HubSpot, a marketing and sales platform suffered a data breach over the weekend impacting multiple firms including Circle, BlockFi, Pantera Capital, and NYDIG.
In emails to clients, the companies revealed their operations were not impacted and their treasuries were not at risk. Although user information was leaked to hackers, passwords and other internal information were not stolen.
The breach was the result of a hacker securing access to an employee account and using it to target our customers in the cryptocurrency industry. Threat actors stole data from 30 HubSpot portals, and the company has notified all affected firms, terminated the account, and reworked its account privileges to ensure something like this doesn’t repeat, HubSpot explained in a blog post.

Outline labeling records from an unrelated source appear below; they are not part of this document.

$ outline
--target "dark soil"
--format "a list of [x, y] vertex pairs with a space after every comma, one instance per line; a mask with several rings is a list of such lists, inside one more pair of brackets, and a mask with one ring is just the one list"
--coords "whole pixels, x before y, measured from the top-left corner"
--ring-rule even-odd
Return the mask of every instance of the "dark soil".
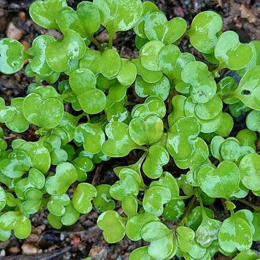
[[[215, 10], [223, 18], [224, 30], [232, 30], [237, 32], [242, 42], [260, 39], [260, 0], [150, 1], [157, 4], [166, 14], [168, 19], [181, 16], [189, 24], [199, 12]], [[75, 8], [81, 1], [68, 0], [67, 2], [69, 6]], [[20, 41], [27, 48], [39, 35], [47, 34], [57, 38], [61, 37], [59, 32], [43, 29], [33, 22], [28, 13], [31, 2], [30, 0], [0, 0], [0, 39], [6, 37], [14, 38]], [[108, 34], [103, 28], [96, 37], [100, 42], [107, 41]], [[132, 31], [116, 34], [114, 46], [121, 57], [133, 58], [138, 56], [134, 39], [134, 35]], [[202, 58], [191, 47], [186, 39], [183, 41], [180, 47], [183, 51], [191, 51], [198, 59]], [[13, 97], [24, 96], [27, 88], [32, 82], [32, 80], [25, 75], [23, 69], [14, 75], [5, 75], [0, 73], [0, 95], [8, 103], [10, 103]], [[132, 89], [130, 89], [128, 93], [130, 101], [140, 101], [141, 99], [136, 96]], [[72, 112], [69, 107], [66, 107], [66, 109]], [[243, 121], [244, 116], [240, 119], [242, 119], [240, 121]], [[21, 134], [11, 132], [3, 125], [1, 126], [5, 129], [5, 136], [9, 144], [13, 139], [17, 138], [24, 138], [27, 141], [34, 141], [36, 138], [33, 126]], [[235, 131], [244, 127], [244, 124], [238, 123], [235, 125]], [[95, 185], [113, 184], [117, 179], [113, 168], [133, 164], [137, 160], [139, 155], [134, 151], [125, 158], [111, 160], [96, 166], [93, 172], [89, 174], [88, 181]], [[181, 173], [172, 161], [166, 166], [165, 169], [176, 177]], [[255, 197], [252, 198], [250, 195], [247, 199], [259, 203], [255, 200]], [[237, 205], [239, 209], [245, 207], [239, 202]], [[219, 215], [224, 216], [221, 203], [220, 202], [217, 206]], [[117, 209], [119, 212], [121, 211], [119, 204]], [[0, 243], [0, 258], [5, 259], [79, 259], [89, 256], [93, 259], [126, 260], [134, 249], [145, 243], [141, 241], [134, 242], [125, 238], [116, 244], [108, 244], [95, 224], [98, 216], [97, 211], [82, 215], [76, 224], [60, 230], [54, 229], [47, 224], [47, 212], [44, 211], [32, 216], [34, 228], [32, 234], [26, 240], [18, 240], [12, 236], [8, 241]], [[254, 243], [253, 248], [259, 251], [260, 245]], [[224, 260], [230, 258], [219, 254], [215, 259]]]

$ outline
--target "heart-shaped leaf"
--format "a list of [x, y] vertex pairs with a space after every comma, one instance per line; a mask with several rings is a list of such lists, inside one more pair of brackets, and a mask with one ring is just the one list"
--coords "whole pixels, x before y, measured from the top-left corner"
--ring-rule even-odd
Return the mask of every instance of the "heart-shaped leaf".
[[250, 153], [240, 162], [239, 171], [243, 184], [250, 190], [259, 191], [260, 185], [260, 155]]
[[[144, 2], [144, 4], [147, 2]], [[141, 63], [140, 59], [134, 59], [131, 61], [137, 69], [137, 73], [142, 76], [143, 80], [148, 83], [155, 83], [159, 81], [163, 76], [161, 71], [151, 71], [146, 69]]]
[[16, 97], [11, 100], [12, 109], [15, 111], [15, 116], [6, 122], [6, 125], [12, 131], [22, 133], [29, 127], [29, 122], [25, 119], [23, 114], [23, 103], [25, 98]]
[[138, 75], [135, 83], [135, 90], [141, 97], [155, 96], [165, 100], [169, 95], [170, 88], [170, 82], [165, 75], [155, 83], [148, 83]]
[[48, 178], [45, 183], [47, 192], [51, 195], [59, 196], [65, 193], [69, 186], [77, 178], [77, 171], [69, 163], [62, 163], [56, 167], [55, 175]]
[[114, 49], [108, 49], [101, 53], [87, 48], [85, 55], [80, 61], [80, 67], [89, 69], [95, 75], [101, 73], [104, 77], [113, 78], [120, 71], [122, 61]]
[[240, 174], [234, 163], [225, 161], [217, 169], [207, 166], [202, 167], [198, 180], [201, 190], [209, 196], [228, 199], [239, 187]]
[[148, 223], [141, 230], [142, 238], [150, 242], [148, 253], [158, 260], [167, 258], [176, 247], [172, 230], [160, 221]]
[[122, 157], [134, 149], [142, 147], [132, 141], [128, 129], [128, 125], [124, 123], [112, 122], [108, 124], [106, 134], [108, 140], [102, 145], [102, 151], [112, 157]]
[[0, 171], [10, 178], [21, 177], [29, 170], [31, 161], [29, 157], [23, 151], [14, 150], [8, 155], [8, 159], [0, 162]]
[[194, 102], [206, 103], [217, 92], [214, 77], [203, 62], [193, 61], [186, 64], [181, 72], [181, 79], [191, 85], [191, 96]]
[[140, 0], [94, 0], [93, 3], [100, 13], [101, 24], [109, 32], [111, 46], [114, 35], [117, 32], [128, 31], [134, 27], [143, 12], [143, 4]]
[[109, 194], [110, 185], [101, 184], [96, 187], [97, 196], [93, 200], [95, 207], [101, 212], [113, 211], [115, 203]]
[[[220, 35], [215, 48], [214, 54], [219, 61], [219, 70], [227, 68], [237, 70], [246, 66], [253, 58], [253, 48], [248, 44], [241, 43], [238, 34], [227, 31]], [[241, 55], [245, 59], [240, 59]]]
[[169, 189], [153, 186], [144, 193], [143, 207], [147, 213], [159, 217], [163, 214], [163, 205], [171, 199], [171, 194]]
[[0, 41], [0, 71], [13, 74], [20, 70], [25, 60], [23, 45], [14, 39], [4, 38]]
[[0, 217], [0, 228], [5, 231], [13, 229], [17, 238], [23, 239], [30, 234], [32, 225], [30, 219], [21, 212], [10, 211]]
[[152, 71], [160, 70], [157, 58], [161, 49], [164, 46], [165, 44], [160, 41], [151, 41], [144, 44], [139, 52], [139, 59], [144, 68]]
[[132, 117], [145, 119], [151, 115], [163, 118], [166, 114], [166, 108], [163, 100], [156, 96], [147, 97], [143, 104], [136, 106], [132, 112]]
[[250, 249], [252, 232], [249, 225], [244, 219], [233, 215], [223, 222], [218, 235], [221, 248], [227, 253], [236, 249], [239, 251]]
[[192, 247], [191, 242], [194, 239], [194, 231], [189, 227], [179, 226], [176, 229], [176, 240], [179, 250], [188, 253]]
[[102, 213], [97, 219], [97, 226], [103, 230], [103, 236], [108, 243], [117, 243], [125, 235], [125, 218], [117, 212], [108, 211]]
[[146, 120], [135, 117], [129, 124], [128, 132], [131, 139], [139, 145], [152, 144], [161, 140], [163, 134], [163, 123], [156, 116]]
[[[88, 114], [97, 114], [106, 106], [106, 95], [96, 88], [96, 79], [89, 69], [80, 69], [70, 76], [69, 85], [76, 95], [82, 109]], [[91, 97], [88, 98], [88, 97]]]
[[73, 30], [89, 40], [100, 25], [98, 10], [93, 3], [87, 1], [79, 4], [76, 11], [71, 7], [62, 8], [56, 19], [62, 33], [65, 34], [68, 29]]
[[176, 41], [185, 33], [187, 23], [181, 17], [167, 21], [162, 12], [148, 13], [144, 19], [144, 33], [150, 41], [161, 41], [165, 44]]
[[161, 49], [158, 59], [161, 70], [167, 75], [171, 82], [174, 82], [178, 91], [181, 89], [189, 89], [189, 85], [187, 86], [181, 80], [181, 74], [187, 64], [195, 61], [192, 54], [181, 53], [177, 46], [169, 44]]
[[19, 148], [24, 151], [31, 159], [31, 167], [46, 173], [50, 166], [50, 155], [43, 145], [42, 140], [38, 142], [25, 142]]
[[143, 165], [145, 175], [151, 179], [159, 178], [163, 173], [163, 166], [170, 160], [167, 150], [160, 145], [152, 145], [149, 148], [146, 159]]
[[221, 17], [215, 12], [206, 11], [197, 14], [188, 31], [192, 46], [204, 54], [213, 53], [222, 23]]
[[46, 60], [53, 70], [62, 72], [67, 68], [70, 60], [80, 60], [85, 51], [86, 45], [80, 34], [67, 29], [61, 41], [56, 41], [47, 46]]
[[170, 154], [178, 161], [189, 159], [195, 150], [194, 144], [200, 131], [199, 123], [193, 118], [180, 118], [175, 122], [168, 131], [167, 150]]
[[52, 128], [61, 122], [64, 107], [57, 98], [51, 97], [44, 100], [38, 94], [33, 93], [24, 98], [22, 111], [29, 122], [41, 127]]
[[[237, 97], [246, 106], [260, 111], [260, 66], [254, 66], [244, 75], [239, 86], [230, 96]], [[236, 104], [235, 104], [236, 105]]]
[[30, 7], [30, 15], [33, 21], [43, 28], [58, 29], [56, 17], [60, 9], [67, 6], [66, 0], [35, 1]]
[[82, 183], [74, 190], [72, 204], [80, 213], [86, 214], [92, 209], [91, 200], [97, 196], [96, 188], [90, 184]]
[[52, 214], [60, 216], [65, 213], [64, 206], [66, 206], [69, 203], [69, 197], [64, 193], [60, 196], [51, 196], [47, 204], [47, 207]]

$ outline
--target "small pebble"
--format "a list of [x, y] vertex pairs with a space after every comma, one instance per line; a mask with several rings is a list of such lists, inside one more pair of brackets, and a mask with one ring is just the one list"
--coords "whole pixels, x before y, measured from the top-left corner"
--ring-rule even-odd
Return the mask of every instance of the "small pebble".
[[19, 40], [22, 37], [24, 34], [24, 31], [17, 28], [12, 22], [11, 22], [8, 24], [6, 32], [7, 37]]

Although HubSpot did not publish a full list of impacted firms, some media managed to identify a few names. Decrypt, a crypto news platform revealed that Pantera Capital, an American Crypto venture capital firm, sent out a letter to its customers, which said "Pantera uses Hubspot as a client relationship management platform. The information that may have been accessed includes first and last names, email addresses, mailing addresses, phone numbers, and regulatory classifications."
“While our investigation is ongoing, we wanted to share these initial findings even as we may learn additional facts through our investigation that cause the details above to change or evolve,” HubSpot concluded. At this time, a timeline of events is unknown as HubSpot has not revealed when its systems were compromised.
“SaaS and managed service providers are enticing targets for cybercriminals as they know that if they successfully compromise the provider, they will likely gain access to the data or networks of hundreds or thousands of the providers’ downstream customers,” Chris Clements, vice president of solutions architecture at information technology service management firm Cerberus Cyber Sentinel Corp., stated. “It’s a shortcut to mass exploitation that could otherwise take the attacker months or even years to achieve independently.”
It’s essential that firms understand that the data they share with third-party vendors largely passes out of their control and with little recourse should it be stolen if the third party is compromised, Clements concluded.